O Tribunal de Justiça do Rio de Janeiro manterá funcionamento em regime de plantão na próxima segunda-feira (29 de junho) em razão do ponto facultativo decretado para os órgãos da administração pública estadual, conforme estabelecido mediante decreto do governador em exercício.

Contexto

O ponto facultativo decretado nos órgãos públicos estaduais fluminenses representa uma medida administrativa de flexibilização do funcionamento da máquina pública em dias específicos. A decisão foi formalmente publicada no Decreto nº 50.346, editado no dia 24 de junho e divulgado na edição subsequente do Diário Oficial. A norma estende-se aos órgãos da administração direta, autarquias e fundações públicas estaduais, impactando, consequentemente, a rotina de funcionamento do Tribunal de Justiça.

Embora dias destinados a pontos facultativos possam provocar redução de atividades administrativas regulares, a jurisprudência consolidada reconhece a necessidade de manutenção de serviços essenciais do Poder Judiciário, particularmente aqueles ligados a questões de liberdade individual e urgência processual.
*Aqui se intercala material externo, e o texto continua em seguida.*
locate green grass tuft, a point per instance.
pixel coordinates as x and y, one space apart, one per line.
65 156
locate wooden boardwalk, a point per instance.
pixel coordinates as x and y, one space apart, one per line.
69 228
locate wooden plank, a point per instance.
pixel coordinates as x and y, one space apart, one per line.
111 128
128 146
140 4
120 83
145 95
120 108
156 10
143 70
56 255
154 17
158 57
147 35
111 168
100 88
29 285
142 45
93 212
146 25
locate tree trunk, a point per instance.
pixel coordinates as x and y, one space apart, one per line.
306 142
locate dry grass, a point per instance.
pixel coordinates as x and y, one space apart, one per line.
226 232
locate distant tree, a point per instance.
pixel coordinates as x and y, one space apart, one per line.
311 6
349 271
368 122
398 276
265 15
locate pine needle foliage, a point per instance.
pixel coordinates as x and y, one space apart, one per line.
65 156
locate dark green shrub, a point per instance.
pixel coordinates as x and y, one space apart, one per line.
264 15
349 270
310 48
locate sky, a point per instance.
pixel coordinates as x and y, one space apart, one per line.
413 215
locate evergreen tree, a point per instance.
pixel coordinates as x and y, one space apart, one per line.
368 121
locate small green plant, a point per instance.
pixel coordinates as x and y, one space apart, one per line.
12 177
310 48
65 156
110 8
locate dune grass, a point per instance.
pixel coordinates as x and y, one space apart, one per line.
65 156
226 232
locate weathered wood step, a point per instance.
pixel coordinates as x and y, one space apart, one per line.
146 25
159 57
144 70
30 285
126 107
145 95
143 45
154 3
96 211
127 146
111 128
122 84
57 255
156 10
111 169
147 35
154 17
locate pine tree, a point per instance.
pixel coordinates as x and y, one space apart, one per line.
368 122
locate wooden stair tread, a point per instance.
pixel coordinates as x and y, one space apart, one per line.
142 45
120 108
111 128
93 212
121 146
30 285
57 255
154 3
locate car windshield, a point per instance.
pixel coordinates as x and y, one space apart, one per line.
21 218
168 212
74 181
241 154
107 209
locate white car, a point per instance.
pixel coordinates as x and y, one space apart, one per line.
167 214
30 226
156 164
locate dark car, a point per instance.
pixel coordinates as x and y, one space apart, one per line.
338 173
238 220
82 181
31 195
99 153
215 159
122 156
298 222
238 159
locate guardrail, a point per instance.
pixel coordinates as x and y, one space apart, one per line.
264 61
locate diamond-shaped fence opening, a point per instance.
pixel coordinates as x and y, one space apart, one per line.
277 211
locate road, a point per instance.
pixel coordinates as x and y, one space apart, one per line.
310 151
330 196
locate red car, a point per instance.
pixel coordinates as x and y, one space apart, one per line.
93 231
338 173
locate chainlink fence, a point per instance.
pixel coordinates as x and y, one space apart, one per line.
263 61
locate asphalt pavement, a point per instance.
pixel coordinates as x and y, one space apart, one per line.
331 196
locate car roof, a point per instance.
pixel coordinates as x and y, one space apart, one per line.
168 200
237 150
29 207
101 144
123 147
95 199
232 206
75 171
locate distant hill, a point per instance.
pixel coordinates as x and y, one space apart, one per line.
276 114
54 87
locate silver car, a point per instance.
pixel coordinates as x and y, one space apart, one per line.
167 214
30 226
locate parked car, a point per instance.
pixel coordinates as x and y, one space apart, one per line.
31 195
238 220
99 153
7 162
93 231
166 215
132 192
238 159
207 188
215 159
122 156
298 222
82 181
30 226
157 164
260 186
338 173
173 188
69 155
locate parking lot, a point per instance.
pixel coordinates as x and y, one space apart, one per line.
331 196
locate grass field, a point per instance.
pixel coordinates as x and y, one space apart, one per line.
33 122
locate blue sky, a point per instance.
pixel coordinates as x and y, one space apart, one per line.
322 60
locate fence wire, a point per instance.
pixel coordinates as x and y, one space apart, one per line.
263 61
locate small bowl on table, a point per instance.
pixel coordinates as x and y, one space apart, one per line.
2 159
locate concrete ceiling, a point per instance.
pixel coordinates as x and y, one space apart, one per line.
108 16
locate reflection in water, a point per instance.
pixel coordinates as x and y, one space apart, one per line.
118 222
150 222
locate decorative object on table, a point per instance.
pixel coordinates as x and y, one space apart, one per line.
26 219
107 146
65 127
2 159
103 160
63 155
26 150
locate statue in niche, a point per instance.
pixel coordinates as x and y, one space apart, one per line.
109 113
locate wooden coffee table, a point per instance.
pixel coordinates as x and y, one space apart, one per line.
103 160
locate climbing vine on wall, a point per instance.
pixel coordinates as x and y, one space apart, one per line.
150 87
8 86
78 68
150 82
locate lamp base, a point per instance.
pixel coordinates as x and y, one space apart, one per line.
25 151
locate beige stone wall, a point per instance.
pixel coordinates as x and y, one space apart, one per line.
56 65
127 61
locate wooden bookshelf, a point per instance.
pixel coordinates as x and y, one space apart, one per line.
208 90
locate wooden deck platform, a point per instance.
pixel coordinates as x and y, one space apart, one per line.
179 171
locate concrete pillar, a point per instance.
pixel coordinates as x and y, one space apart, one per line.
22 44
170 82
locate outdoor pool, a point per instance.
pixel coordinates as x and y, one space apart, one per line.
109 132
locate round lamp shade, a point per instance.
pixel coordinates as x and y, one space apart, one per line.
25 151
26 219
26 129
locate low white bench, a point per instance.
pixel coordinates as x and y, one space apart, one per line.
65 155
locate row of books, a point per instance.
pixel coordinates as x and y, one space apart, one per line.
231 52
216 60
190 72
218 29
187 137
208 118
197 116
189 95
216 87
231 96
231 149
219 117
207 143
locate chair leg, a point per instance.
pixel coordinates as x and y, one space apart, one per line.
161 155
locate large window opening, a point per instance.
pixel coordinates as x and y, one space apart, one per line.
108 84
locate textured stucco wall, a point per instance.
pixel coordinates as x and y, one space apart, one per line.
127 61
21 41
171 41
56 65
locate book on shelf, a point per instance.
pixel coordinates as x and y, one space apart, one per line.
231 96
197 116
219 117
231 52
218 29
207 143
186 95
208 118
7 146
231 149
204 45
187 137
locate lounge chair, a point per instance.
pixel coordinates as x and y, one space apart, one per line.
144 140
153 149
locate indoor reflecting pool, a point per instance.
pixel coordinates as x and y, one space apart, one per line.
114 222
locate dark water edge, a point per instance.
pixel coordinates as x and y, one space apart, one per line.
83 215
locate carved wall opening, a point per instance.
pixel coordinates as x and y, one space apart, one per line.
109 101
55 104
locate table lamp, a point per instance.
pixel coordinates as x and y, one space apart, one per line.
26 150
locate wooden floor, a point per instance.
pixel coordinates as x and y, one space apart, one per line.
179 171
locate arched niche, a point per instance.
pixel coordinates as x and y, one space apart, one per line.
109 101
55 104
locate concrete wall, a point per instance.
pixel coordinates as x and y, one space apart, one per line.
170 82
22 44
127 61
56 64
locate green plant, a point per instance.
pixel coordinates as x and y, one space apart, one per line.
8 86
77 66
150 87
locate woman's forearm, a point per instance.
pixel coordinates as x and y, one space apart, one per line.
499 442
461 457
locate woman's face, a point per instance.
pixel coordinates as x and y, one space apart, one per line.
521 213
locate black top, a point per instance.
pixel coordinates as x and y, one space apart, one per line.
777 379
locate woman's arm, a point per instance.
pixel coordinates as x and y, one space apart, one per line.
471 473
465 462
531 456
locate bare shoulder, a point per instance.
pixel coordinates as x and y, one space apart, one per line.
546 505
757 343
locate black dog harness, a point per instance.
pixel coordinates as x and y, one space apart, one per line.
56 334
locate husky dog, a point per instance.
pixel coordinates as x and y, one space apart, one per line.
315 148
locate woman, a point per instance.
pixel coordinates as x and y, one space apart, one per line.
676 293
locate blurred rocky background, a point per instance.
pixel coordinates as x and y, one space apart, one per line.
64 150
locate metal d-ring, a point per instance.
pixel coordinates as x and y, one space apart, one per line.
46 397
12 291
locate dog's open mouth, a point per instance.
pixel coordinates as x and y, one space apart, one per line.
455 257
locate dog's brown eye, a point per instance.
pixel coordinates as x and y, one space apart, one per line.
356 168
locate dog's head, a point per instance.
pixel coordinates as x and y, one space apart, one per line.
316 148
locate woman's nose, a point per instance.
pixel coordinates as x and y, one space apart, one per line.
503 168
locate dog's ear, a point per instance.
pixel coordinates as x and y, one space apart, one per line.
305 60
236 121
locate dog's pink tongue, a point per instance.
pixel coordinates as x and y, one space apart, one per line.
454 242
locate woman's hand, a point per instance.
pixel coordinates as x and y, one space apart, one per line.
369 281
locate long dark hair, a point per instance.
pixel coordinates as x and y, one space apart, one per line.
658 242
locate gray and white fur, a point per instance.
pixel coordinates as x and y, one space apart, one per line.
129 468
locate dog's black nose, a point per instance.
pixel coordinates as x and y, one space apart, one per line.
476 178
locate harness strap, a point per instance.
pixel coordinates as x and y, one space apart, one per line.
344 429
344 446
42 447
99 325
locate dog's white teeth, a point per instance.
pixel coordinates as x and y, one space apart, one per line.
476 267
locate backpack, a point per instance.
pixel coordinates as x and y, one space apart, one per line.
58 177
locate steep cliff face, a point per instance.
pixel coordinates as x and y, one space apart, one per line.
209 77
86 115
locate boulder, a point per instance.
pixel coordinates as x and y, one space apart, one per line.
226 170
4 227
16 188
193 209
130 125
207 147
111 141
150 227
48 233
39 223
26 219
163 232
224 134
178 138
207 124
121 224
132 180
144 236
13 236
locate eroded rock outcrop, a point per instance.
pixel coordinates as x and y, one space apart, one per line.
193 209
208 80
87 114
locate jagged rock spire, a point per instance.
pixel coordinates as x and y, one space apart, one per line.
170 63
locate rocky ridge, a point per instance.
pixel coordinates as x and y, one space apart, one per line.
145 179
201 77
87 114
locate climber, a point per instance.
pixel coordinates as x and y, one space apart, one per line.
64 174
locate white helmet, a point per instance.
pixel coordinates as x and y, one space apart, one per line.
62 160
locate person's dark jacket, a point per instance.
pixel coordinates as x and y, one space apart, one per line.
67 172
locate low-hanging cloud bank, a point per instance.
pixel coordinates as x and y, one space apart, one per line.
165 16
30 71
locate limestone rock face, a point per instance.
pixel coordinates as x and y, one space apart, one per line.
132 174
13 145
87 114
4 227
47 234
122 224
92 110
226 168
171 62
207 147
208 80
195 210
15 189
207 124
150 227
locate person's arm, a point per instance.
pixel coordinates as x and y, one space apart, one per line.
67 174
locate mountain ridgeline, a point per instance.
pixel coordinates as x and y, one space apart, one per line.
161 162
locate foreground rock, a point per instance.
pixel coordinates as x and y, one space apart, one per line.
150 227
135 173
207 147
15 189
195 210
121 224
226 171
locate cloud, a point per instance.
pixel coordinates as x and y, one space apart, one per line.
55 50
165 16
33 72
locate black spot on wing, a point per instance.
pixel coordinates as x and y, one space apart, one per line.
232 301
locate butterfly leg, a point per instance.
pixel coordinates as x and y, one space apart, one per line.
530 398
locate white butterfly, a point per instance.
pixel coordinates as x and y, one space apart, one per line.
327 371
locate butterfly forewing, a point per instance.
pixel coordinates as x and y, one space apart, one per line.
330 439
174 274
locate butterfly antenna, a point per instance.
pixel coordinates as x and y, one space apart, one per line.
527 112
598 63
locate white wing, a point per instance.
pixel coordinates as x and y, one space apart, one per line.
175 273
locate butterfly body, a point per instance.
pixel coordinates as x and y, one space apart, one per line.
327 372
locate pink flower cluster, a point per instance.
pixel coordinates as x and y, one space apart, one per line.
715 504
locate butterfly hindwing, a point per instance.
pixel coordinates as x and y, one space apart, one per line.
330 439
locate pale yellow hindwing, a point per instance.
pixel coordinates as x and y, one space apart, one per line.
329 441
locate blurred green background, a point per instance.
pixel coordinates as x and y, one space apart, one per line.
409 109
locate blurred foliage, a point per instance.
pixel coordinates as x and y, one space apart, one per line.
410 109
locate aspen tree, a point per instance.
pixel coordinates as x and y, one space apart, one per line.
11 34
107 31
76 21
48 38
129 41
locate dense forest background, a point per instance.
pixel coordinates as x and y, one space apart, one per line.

Neste sentido, o TJRJ adota mecanismo de plantão judiciário para garantir a prestação jurisdicional em casos que não comportem espera.

O que foi decidido

O Tribunal de Justiça do Rio de Janeiro funcionará em regime integral de plantão na segunda-feira, dia 29 de junho, conforme comunicado via Ato Executivo nº 103/2026, publicado no Diário da Justiça Eletrônico de 26 de junho. A determinação garante que o Poder Judiciário não se veja paralisado durante o período em que a administração pública estadual observa ponto facultativo, preservando a continuidade da atividade jurisdicional para matérias que exijam resposta urgente.

Base normativa e precedentes

  • Decreto nº 50.346/2026 — Instrumento de decretação do ponto facultativo para órgãos da administração pública estadual, abrangendo administração direta, autarquias e fundações públicas
  • Ato Executivo nº 103/2026 (TJRJ) — Regulação interna do Tribunal quanto ao funcionamento em regime de plantão durante o período de ponto facultativo
  • Constituição Federal, art. 37 — Princípio da continuidade do serviço público; Poder Judiciário enquadra-se como atividade essencial que não pode ser interrompida
  • Lei Complementar nº 64/1990 — Define atribuições do Poder Judiciário e sua responsabilidade pela prestação jurisdicional contínua

Impacto prático

O regime de plantão judiciário funciona ininterruptamente (24 horas) no período, garantindo atendimento para demandas de caráter urgente, entre as quais se destacam:

  • Pedidos de habeas corpus e questões relativas à liberdade individual
  • Requerimentos de prisão preventiva
  • Medidas de busca e apreensão de menores
  • Ordens para ingresso em locais onde esteja caracterizado risco a pessoa
  • Outras matérias que, por sua natureza, não suportem dilação de prazo

O Plantão Judiciário está localizado no Fórum Central da Comarca da Capital, com acesso pela Rua Dom Manuel s/nº, na Praça Quinze, permitindo que cidadãos, advogados e Ministério Público acionem a tutela jurisdicional mesmo durante o período de funcionamento extraordinário do tribunal. Profissionais do direito devem atentar para o funcionamento reduzido das seções administrativas, que permanecem desativadas, direcionando suas demandas exclusivamente para o núcleo de plantão nos casos efetivamente urgentes.

O que observar

Embora o ponto facultativo não suspenda a atividade judicial, deve-se notar que a estrutura administrativa do tribunal opera em modo reduzido. Profissionais do direito e partes que necessitem de protocolos, certidões ou serviços cartorários de caráter não emergencial devem aguardar o retorno ao funcionamento ordinário (terça-feira, 30 de junho). A utilização do plantão deve circunscrever-se estritamente a casos que preencham os critérios de urgência preestabelecidos, evitando-se sobrecarregar o sistema com demandas que possam ser postergadas sem prejuízo.